Kraków. Mieszkańcy o nowym zwyczaju proboszcza: "średniowiecze", "arogancja", "ciemnogród"
W 2009 roku kardynał Stanisław Dziwisz powierzył organizowanie nowej parafii i budowę nowego kościoła - dziś parafii św. Jana Pawła II na ul. Michała Bobrzyńskiego na Ruczaju, obok biblioteki UPJPII. Aktualnym proboszczem w parafii jest ks. Tomasz Pilarczyk. Właśnie do tego duchownego zwrócił się jeden z radnych dzielnicy, który poinformował wcześniej, że w ostatnich dniach w budowanym kościele został uruchomiony dzwon. W ślad za tym pojawiły się prośby mieszkańców o interwencję u proboszcza - szczególnie w zakresie wieczornego uruchamiania dzwonu, napisał Piotr Rusocki. Okazuje się, że dzwon bije codziennie o godz. 21:37, czyli w godzinie śmierci Jana Pawła II. Polski papież zmarł w Pałacu Apostolskim w Watykanie 2 kwietnia 2005 roku i o tym właśnie ma przypominać bicie dzwonu. Mieszkające na Ruczaju osoby skarżą się natomiast, że dźwięk dzwonu jest na tyle głośny, że budzi dzieci i zakłóca im spokój. Radnemu dzielnicy udało się porozmawiać z proboszczem, lecz ten nie zamierza zrezygnować ze swojego zwyczaju. Ma za to radę dla mieszkańców.

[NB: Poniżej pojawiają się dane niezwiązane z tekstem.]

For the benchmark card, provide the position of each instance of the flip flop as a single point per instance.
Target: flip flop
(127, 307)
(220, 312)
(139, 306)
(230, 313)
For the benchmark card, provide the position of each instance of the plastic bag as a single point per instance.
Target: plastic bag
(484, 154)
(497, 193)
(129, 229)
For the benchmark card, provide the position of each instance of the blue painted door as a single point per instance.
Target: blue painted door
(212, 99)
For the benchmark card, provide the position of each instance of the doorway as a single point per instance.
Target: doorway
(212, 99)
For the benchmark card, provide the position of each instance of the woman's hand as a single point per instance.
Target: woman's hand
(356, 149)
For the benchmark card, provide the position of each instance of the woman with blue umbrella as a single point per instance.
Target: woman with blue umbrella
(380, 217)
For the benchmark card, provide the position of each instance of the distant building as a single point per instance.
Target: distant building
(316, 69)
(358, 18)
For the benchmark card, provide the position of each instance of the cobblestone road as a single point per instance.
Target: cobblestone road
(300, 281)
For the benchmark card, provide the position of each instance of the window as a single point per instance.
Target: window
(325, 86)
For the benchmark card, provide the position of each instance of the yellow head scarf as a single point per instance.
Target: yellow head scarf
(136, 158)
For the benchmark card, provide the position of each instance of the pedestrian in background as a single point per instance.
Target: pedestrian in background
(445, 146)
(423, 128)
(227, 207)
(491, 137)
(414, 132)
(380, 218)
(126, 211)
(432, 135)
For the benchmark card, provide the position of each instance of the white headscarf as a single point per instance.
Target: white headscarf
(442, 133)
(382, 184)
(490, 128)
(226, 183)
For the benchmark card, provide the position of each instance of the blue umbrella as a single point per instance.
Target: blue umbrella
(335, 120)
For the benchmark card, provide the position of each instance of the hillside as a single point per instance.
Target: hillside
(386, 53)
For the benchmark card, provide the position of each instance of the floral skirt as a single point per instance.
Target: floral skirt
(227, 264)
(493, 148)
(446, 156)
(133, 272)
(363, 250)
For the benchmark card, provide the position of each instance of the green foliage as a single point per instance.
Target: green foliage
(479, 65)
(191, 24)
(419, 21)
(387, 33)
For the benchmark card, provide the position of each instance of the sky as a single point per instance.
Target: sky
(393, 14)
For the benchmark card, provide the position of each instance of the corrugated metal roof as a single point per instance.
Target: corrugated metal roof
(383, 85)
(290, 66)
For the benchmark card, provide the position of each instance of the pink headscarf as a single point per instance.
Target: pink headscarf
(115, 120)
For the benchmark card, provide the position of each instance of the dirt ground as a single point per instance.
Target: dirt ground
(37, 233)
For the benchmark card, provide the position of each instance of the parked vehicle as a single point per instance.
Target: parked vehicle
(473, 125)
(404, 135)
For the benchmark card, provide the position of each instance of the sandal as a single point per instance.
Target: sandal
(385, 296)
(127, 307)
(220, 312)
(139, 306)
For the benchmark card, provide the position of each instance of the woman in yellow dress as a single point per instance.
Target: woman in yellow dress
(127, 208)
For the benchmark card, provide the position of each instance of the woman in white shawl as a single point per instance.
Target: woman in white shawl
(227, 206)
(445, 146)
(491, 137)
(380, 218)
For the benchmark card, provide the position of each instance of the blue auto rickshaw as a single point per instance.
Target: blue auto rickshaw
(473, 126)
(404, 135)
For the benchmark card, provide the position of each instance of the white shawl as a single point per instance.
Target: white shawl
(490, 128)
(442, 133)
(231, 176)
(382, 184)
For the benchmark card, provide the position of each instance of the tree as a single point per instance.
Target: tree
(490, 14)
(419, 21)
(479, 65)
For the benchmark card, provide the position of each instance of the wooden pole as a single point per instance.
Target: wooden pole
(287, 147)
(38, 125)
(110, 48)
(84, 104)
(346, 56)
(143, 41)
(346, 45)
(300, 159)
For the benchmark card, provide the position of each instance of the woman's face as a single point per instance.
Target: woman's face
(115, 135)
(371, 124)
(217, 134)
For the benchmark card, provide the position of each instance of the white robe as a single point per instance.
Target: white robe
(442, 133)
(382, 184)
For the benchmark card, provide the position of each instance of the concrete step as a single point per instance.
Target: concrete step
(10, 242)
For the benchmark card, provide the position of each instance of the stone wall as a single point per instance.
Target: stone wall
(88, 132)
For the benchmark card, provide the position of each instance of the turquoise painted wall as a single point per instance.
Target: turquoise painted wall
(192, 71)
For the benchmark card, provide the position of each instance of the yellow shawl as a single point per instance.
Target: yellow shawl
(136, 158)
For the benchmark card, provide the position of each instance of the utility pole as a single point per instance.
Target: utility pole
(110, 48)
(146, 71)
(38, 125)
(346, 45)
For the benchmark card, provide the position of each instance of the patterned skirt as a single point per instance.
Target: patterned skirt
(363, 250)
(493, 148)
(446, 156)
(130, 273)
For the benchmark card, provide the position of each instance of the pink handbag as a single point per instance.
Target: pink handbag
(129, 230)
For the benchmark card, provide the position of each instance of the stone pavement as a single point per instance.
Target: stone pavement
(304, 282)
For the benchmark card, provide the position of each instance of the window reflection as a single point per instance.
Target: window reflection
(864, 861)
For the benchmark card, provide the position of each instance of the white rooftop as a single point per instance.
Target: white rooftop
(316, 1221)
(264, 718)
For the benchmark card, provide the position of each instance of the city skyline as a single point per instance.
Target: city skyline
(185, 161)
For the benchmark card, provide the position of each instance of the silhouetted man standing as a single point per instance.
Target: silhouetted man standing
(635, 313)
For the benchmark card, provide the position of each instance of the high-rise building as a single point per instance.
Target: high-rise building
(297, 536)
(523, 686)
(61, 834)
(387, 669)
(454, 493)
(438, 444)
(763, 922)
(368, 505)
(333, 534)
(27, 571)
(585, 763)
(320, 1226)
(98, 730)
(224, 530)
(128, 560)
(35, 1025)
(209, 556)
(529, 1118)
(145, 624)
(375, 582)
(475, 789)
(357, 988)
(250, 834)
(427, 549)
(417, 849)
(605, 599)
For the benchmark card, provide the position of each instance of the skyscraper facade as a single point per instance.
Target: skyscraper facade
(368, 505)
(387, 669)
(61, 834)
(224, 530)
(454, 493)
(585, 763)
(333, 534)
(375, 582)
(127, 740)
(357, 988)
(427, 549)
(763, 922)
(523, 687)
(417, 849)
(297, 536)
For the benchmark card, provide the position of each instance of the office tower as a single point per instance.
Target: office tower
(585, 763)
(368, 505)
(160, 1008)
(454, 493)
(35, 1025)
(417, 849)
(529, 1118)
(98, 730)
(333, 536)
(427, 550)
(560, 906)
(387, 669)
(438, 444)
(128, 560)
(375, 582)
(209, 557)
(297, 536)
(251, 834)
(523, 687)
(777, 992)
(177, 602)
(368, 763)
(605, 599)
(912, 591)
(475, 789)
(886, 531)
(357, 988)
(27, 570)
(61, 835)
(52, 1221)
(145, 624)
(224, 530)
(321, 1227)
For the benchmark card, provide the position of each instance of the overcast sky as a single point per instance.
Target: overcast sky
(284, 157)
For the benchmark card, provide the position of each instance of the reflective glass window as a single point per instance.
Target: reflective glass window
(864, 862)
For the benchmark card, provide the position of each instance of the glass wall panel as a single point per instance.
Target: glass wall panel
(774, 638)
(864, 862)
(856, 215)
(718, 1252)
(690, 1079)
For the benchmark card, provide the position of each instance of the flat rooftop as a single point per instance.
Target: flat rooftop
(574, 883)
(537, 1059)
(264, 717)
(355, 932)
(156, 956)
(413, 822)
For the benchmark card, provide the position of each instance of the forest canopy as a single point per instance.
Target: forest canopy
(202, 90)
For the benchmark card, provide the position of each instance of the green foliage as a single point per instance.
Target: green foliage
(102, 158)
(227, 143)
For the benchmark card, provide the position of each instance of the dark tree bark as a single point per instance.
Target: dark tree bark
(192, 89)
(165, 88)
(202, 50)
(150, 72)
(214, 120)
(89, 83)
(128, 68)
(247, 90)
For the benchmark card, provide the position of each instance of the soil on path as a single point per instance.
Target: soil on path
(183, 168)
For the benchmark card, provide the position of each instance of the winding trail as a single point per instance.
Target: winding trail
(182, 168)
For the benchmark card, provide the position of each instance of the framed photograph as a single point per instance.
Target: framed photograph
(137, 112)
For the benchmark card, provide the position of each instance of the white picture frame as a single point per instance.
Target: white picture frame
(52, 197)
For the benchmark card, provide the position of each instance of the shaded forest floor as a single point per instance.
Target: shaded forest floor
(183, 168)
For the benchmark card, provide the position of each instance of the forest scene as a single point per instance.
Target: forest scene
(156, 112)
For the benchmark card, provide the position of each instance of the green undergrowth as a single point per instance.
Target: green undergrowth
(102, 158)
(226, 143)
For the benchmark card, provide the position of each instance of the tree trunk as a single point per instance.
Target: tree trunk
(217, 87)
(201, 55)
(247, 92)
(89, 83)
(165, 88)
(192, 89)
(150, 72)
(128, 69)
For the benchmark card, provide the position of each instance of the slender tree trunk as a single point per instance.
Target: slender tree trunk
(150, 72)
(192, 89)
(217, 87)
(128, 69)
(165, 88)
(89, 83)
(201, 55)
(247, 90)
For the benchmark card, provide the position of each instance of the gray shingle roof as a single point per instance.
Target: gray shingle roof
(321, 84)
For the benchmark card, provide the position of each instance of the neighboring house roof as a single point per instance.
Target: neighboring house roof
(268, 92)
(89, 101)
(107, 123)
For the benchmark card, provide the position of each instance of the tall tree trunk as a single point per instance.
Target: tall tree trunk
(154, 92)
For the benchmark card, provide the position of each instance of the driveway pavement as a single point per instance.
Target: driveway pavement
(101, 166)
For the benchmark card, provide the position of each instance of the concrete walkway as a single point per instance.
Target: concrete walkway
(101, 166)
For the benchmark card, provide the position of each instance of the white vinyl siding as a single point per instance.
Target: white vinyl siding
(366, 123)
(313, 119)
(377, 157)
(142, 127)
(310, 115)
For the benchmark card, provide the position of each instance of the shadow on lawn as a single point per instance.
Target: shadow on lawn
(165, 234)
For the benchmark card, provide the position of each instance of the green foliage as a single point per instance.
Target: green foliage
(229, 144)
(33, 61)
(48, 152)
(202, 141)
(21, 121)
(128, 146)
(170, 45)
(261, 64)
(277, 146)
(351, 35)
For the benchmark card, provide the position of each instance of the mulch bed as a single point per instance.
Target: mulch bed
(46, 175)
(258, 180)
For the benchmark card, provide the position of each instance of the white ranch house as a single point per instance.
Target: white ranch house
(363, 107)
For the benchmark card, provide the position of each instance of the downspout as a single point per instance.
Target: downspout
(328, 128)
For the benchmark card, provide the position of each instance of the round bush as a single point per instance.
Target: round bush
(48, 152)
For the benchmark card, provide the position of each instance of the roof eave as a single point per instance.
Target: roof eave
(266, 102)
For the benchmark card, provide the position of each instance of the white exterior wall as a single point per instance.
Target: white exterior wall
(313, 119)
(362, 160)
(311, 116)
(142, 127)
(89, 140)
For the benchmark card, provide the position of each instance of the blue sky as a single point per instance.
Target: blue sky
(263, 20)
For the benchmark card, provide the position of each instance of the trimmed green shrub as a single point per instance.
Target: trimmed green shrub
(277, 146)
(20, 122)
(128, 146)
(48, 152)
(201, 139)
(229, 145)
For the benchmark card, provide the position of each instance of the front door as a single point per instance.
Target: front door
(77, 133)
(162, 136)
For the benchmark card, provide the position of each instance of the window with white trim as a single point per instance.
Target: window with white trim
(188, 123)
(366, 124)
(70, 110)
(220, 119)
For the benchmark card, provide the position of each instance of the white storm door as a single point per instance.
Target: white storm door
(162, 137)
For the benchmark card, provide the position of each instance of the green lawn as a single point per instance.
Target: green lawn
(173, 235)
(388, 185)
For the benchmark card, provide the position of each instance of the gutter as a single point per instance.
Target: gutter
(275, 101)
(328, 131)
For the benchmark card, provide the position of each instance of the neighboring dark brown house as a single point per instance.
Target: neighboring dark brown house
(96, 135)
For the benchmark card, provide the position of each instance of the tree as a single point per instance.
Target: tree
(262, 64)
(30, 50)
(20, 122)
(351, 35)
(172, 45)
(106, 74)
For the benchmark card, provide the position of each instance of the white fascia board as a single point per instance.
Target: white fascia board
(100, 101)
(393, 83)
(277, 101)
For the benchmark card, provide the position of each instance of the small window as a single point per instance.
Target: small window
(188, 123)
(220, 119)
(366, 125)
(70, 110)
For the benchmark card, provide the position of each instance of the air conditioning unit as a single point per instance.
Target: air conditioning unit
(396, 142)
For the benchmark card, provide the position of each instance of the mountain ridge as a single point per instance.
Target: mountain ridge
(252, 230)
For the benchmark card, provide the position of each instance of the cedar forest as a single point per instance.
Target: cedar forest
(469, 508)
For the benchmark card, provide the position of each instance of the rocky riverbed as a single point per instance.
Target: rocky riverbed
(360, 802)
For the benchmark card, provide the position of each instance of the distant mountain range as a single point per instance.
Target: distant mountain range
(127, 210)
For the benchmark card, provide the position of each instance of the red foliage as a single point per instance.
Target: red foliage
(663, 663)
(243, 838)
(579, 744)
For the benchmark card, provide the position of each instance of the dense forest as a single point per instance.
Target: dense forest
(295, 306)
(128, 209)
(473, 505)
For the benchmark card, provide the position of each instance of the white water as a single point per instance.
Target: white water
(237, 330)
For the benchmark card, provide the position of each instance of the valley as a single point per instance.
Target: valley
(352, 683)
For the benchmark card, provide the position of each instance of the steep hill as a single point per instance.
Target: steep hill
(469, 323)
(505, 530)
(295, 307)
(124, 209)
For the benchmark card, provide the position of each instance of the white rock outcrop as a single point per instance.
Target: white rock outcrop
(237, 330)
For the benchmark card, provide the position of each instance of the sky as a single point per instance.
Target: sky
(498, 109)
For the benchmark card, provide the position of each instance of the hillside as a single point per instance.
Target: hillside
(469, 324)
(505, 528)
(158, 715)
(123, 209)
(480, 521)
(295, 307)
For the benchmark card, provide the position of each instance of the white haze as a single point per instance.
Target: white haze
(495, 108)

- Pomimo kilkunastominutowej rozmowy i próby znalezienia kompromisowego rozwiązania, ksiądz pozostał na stanowisku, iż "potrzeba dać czas mieszkańcom, by przyzwyczaili się do odgłosu dzwonu" - poinformował Piotr Rusocki.
Mieszkańcy oburzeni odpowiedzią proboszcza
Pod informacją radnego dzielnicy zamieszczoną w mediach społecznościowych o rozmowie z proboszczem pojawiała się lawina negatywnych komentarzy krakowian. Niektórzy sugerowali, by poprosić o interwencję Straż Miejską, inni, by sporządzić pomiar hałasu i napisać do Urzędu Miasta Krakowa, a jeszcze inni, by wystosować zbiorową odezwę do proboszcza. Zrozumiałym wydaje się być fakt, że codzienne, głośne bicie dzwonu może budzić dzieci, a przecież na osiedlu mieszkają głównie młodzi ludzie z małymi pociechami. Mieszkańcom przeszkadza nie tylko bicie o 21:37, ale także hałas w niedzielne poranki. Dla ludzi pracujących często nie na jednym etacie, niedziela to jedyny dzień, w którym mogą dłużej wypocząć. Jeden z mieszkańców ubrał to w dosadne słowa: Najlepsza niedziela i dzwonienie na poranną mszę. Kościół jak zwykle zaspał i używa dzwonów jak dawno temu gdy chłopstwo o zegarku nawet nie słyszało i po to były dzwony (pisownia oryg.).